Self-compassionate people are highly motivated and seek to change for the better.
Self-compassionate individuals are described as being more emotionally connected by their romantic partners.
Self-compassionate people are more likely to resolve conflicts with others in a healthy, productive way.
These are just some of the findings across hundreds of research studies in the past ten years alone. Clearly, there are benefits to living with self-compassion.
I would try it, but I just do not have the time.
Fortunately, there are many resources that can get you started on a path to self-compassion, and you can build a practice anytime, anywhere. You do not even need to set new time aside, but instead can try to reframe some of the things you already do. Give it a try:
Silence your inner critic by reframing your thoughts and words from negative to positive. When you feel an anxious tensing in your shoulders, or notice that you are feeling fearful or worried, pay attention to what you are thinking. If it’s negative, like “I just can’t get ahead at work, I’m not good enough,” see if you can reframe it as, “I really want to get ahead, and that’s a good thing — so I’m going to pay attention to specific things I can learn and improve, and look for new support in reaching my goals.”

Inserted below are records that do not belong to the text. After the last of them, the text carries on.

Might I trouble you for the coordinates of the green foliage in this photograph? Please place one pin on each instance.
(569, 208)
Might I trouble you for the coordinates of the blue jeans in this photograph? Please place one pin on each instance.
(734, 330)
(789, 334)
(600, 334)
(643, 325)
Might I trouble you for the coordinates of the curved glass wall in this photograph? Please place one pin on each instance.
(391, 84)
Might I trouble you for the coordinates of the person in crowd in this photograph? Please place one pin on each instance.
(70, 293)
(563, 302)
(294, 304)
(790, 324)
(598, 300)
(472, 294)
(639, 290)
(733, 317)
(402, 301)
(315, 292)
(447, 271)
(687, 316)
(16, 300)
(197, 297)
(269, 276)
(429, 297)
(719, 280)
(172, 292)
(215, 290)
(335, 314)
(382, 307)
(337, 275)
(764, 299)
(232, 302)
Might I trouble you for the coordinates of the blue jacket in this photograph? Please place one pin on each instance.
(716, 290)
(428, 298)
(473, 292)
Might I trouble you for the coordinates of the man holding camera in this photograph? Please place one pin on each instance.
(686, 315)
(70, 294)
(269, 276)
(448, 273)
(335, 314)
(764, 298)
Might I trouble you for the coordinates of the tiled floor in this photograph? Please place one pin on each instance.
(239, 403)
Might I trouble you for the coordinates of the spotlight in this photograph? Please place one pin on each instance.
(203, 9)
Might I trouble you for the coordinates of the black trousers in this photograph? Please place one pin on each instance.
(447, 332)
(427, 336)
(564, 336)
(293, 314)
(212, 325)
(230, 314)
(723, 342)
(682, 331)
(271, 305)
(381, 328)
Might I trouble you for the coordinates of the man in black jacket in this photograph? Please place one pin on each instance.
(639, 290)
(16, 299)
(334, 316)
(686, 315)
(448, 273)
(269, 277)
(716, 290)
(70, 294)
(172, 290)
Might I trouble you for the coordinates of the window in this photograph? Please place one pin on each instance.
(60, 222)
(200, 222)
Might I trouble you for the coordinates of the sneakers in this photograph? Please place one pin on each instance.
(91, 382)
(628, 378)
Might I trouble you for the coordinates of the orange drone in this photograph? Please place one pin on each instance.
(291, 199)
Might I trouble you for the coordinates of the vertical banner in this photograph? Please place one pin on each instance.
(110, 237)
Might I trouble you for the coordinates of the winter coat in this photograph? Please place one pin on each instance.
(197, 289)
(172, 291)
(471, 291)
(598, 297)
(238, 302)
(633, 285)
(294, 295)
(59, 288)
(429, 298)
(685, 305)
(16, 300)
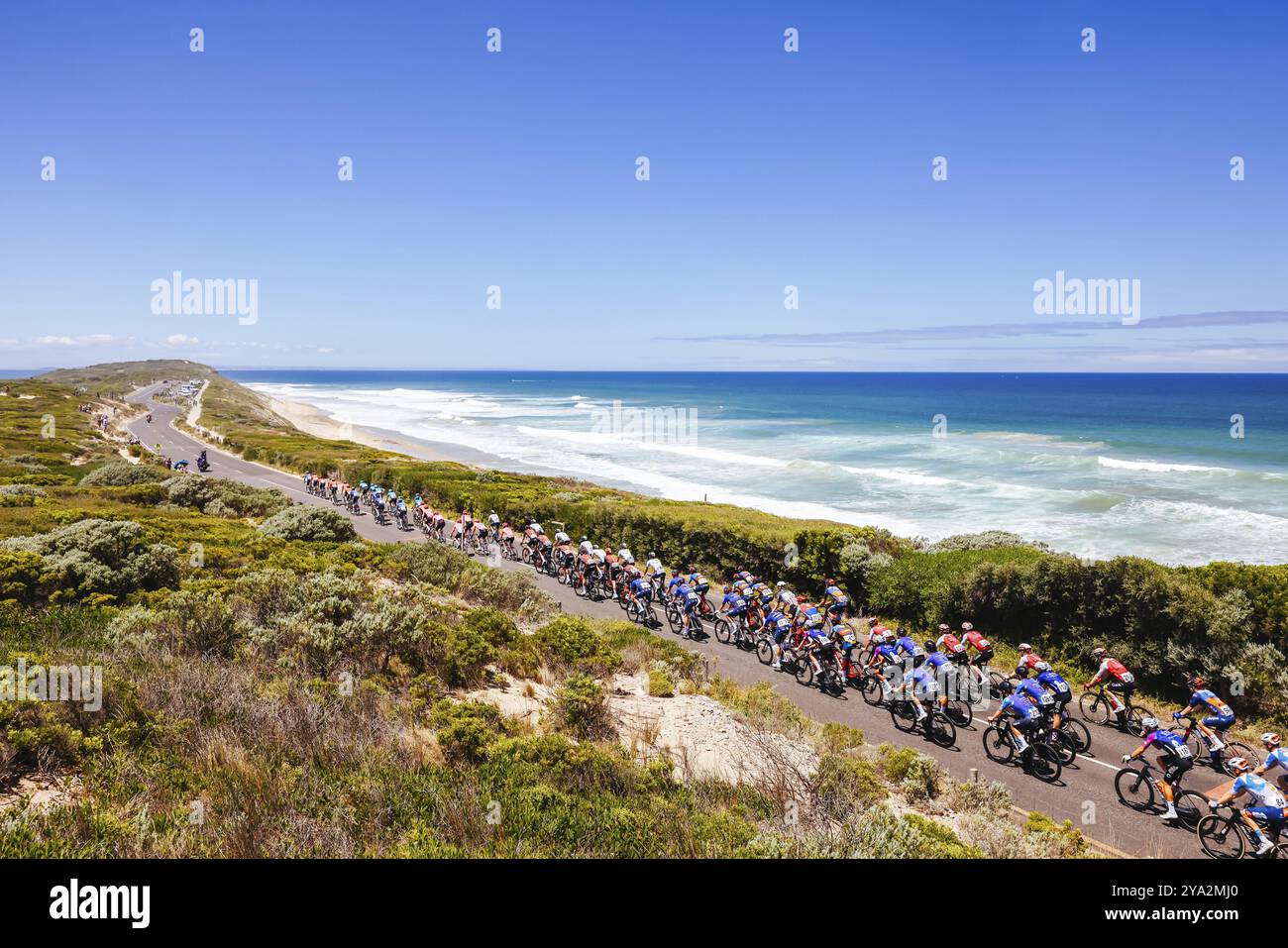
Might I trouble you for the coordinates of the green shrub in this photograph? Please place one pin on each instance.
(123, 474)
(572, 642)
(312, 523)
(467, 729)
(842, 786)
(660, 685)
(580, 710)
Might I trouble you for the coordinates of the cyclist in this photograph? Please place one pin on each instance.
(780, 623)
(639, 590)
(653, 566)
(686, 597)
(1216, 723)
(734, 607)
(1275, 756)
(1270, 804)
(1029, 660)
(1117, 681)
(1035, 693)
(785, 597)
(983, 651)
(1173, 760)
(1059, 689)
(1021, 715)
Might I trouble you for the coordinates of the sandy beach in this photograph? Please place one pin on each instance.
(312, 420)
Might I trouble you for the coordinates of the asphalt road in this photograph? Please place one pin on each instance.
(1085, 793)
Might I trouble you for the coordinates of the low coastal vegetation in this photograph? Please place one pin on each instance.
(1225, 620)
(283, 690)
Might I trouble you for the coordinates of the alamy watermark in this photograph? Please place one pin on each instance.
(72, 683)
(1077, 296)
(179, 296)
(668, 425)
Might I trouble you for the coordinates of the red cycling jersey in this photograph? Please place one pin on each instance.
(1117, 669)
(949, 643)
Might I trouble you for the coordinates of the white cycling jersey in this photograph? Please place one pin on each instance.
(1262, 792)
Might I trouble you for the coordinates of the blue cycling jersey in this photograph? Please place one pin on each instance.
(1278, 758)
(1054, 682)
(1021, 707)
(1033, 690)
(1170, 742)
(912, 648)
(1203, 697)
(734, 601)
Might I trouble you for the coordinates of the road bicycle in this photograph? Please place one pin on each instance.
(1138, 790)
(1227, 836)
(1035, 759)
(1201, 747)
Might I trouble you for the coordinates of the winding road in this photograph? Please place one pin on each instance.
(1085, 793)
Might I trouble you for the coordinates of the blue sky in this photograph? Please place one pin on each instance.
(768, 168)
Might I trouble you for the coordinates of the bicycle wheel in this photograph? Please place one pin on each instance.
(1093, 708)
(997, 746)
(1077, 732)
(1133, 717)
(722, 631)
(995, 682)
(804, 670)
(940, 729)
(903, 716)
(1061, 746)
(1190, 807)
(1134, 789)
(1220, 837)
(1043, 764)
(870, 687)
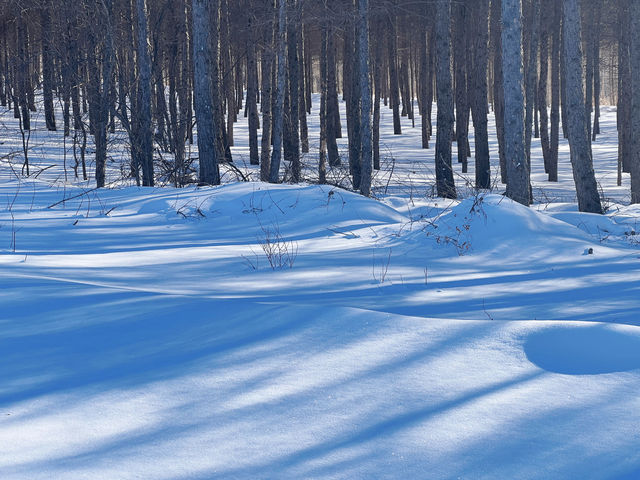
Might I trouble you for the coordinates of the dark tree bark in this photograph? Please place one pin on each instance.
(252, 91)
(142, 138)
(634, 54)
(266, 100)
(394, 97)
(513, 77)
(579, 141)
(556, 48)
(278, 110)
(498, 91)
(445, 184)
(47, 67)
(365, 99)
(202, 71)
(478, 76)
(292, 138)
(459, 13)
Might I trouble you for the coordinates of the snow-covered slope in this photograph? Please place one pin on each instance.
(145, 334)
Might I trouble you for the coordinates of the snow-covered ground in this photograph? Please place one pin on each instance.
(300, 331)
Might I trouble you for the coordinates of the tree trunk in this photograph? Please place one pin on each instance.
(252, 92)
(634, 15)
(478, 75)
(579, 141)
(266, 101)
(276, 155)
(47, 68)
(445, 184)
(512, 79)
(202, 71)
(365, 99)
(142, 142)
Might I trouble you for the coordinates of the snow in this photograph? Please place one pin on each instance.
(144, 333)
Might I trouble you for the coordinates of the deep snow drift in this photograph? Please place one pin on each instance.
(258, 331)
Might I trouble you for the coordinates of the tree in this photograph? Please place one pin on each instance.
(579, 141)
(274, 171)
(512, 79)
(205, 114)
(365, 99)
(635, 101)
(445, 184)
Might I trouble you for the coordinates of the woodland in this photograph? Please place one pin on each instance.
(319, 239)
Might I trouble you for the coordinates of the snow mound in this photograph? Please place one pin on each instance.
(495, 221)
(586, 349)
(299, 209)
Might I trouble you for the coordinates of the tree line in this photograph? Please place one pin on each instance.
(161, 69)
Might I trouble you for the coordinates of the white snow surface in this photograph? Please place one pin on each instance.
(144, 333)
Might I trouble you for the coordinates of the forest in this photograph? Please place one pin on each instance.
(319, 239)
(156, 70)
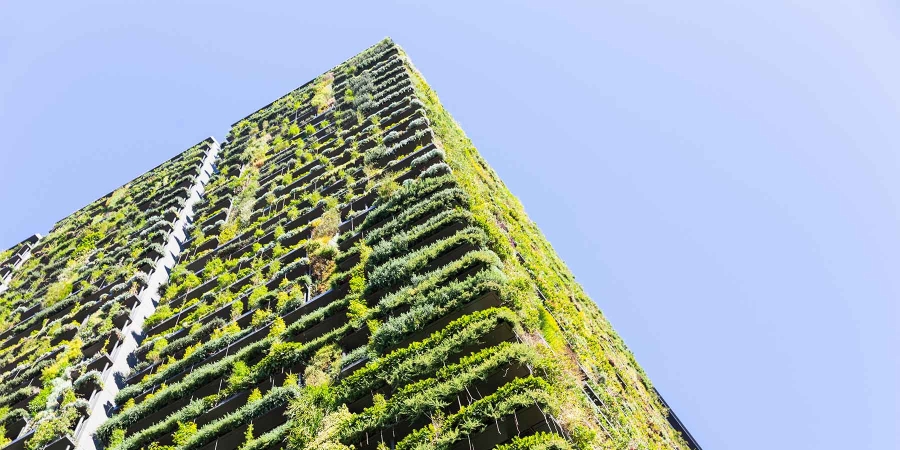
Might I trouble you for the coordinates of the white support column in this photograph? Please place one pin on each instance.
(30, 242)
(84, 435)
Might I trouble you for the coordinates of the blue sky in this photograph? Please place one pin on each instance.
(722, 177)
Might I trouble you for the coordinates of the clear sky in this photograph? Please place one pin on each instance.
(723, 177)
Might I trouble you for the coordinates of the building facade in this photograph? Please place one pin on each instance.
(344, 271)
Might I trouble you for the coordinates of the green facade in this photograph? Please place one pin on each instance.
(354, 276)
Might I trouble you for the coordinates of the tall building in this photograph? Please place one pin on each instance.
(344, 272)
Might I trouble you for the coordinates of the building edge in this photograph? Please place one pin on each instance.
(103, 401)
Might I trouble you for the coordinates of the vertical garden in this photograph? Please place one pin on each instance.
(354, 275)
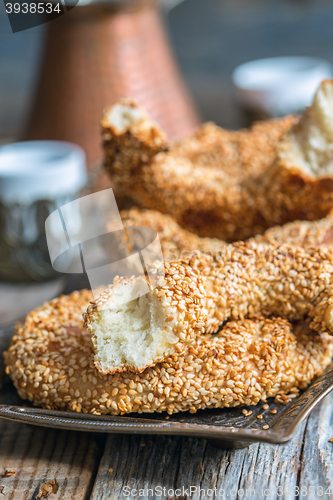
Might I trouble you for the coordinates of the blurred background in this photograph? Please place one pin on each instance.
(209, 38)
(175, 57)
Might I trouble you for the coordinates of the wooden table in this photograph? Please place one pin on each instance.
(109, 467)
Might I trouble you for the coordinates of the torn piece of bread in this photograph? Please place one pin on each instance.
(200, 294)
(134, 326)
(130, 135)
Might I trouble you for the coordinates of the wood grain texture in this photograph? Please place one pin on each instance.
(39, 455)
(260, 471)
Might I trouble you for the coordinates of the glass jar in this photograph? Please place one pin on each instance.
(36, 178)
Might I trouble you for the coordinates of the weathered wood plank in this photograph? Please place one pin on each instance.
(316, 471)
(168, 464)
(39, 455)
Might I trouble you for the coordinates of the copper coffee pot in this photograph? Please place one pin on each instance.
(97, 53)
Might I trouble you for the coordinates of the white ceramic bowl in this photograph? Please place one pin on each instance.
(280, 85)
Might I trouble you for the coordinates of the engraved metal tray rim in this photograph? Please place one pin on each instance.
(283, 427)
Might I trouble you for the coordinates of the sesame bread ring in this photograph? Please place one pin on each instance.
(226, 184)
(177, 242)
(132, 331)
(51, 362)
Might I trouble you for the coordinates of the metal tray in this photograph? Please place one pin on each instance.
(227, 428)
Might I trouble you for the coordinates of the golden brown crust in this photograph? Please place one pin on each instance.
(177, 242)
(234, 185)
(205, 182)
(50, 361)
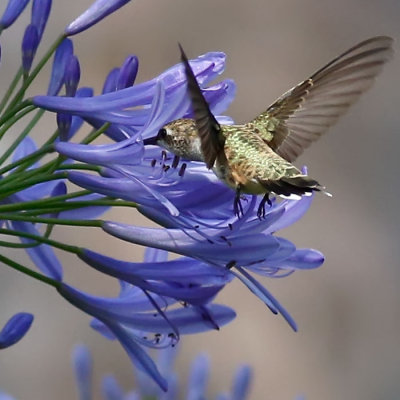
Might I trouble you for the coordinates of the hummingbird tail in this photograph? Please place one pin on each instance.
(293, 186)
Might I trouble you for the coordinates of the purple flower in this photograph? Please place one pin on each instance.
(62, 56)
(15, 329)
(83, 368)
(145, 389)
(200, 223)
(95, 13)
(12, 12)
(40, 15)
(135, 319)
(30, 44)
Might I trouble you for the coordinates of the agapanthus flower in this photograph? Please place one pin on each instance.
(200, 222)
(145, 389)
(160, 298)
(15, 329)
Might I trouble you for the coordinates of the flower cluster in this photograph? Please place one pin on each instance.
(160, 298)
(145, 388)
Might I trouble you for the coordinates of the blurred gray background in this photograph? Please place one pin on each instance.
(348, 311)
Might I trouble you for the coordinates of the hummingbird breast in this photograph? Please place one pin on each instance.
(251, 163)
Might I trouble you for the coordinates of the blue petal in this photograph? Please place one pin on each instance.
(30, 44)
(42, 255)
(12, 12)
(95, 13)
(127, 72)
(242, 250)
(198, 378)
(15, 329)
(185, 270)
(303, 259)
(264, 295)
(83, 367)
(40, 15)
(72, 76)
(62, 55)
(205, 67)
(85, 212)
(138, 356)
(111, 389)
(241, 383)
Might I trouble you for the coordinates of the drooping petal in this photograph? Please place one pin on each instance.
(42, 255)
(95, 13)
(30, 44)
(111, 389)
(127, 72)
(62, 55)
(241, 383)
(198, 379)
(72, 76)
(12, 12)
(15, 329)
(40, 15)
(83, 367)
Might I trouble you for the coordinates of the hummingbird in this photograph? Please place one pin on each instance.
(256, 157)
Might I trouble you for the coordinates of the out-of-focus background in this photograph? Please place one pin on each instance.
(348, 311)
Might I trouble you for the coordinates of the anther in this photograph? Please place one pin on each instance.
(182, 170)
(175, 161)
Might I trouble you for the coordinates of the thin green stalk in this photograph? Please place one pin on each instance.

Give yourself a head start. As you’re getting ready for your day — while you button your shirt, lace up your shoes, or walk to the car or the bus — take a moment to think: What do you need today? Is it calm, rest, confidence, or reassurance? A feeling of safety? Whatever it is, you can wish it for yourself. Try saying it out loud: “I wish you confidence today,” “I wish you calm today,” or something as simple as, “You are safe.”
It might sound goofy at first, but making this kind of mental change in your dialogue can make a difference — seriously!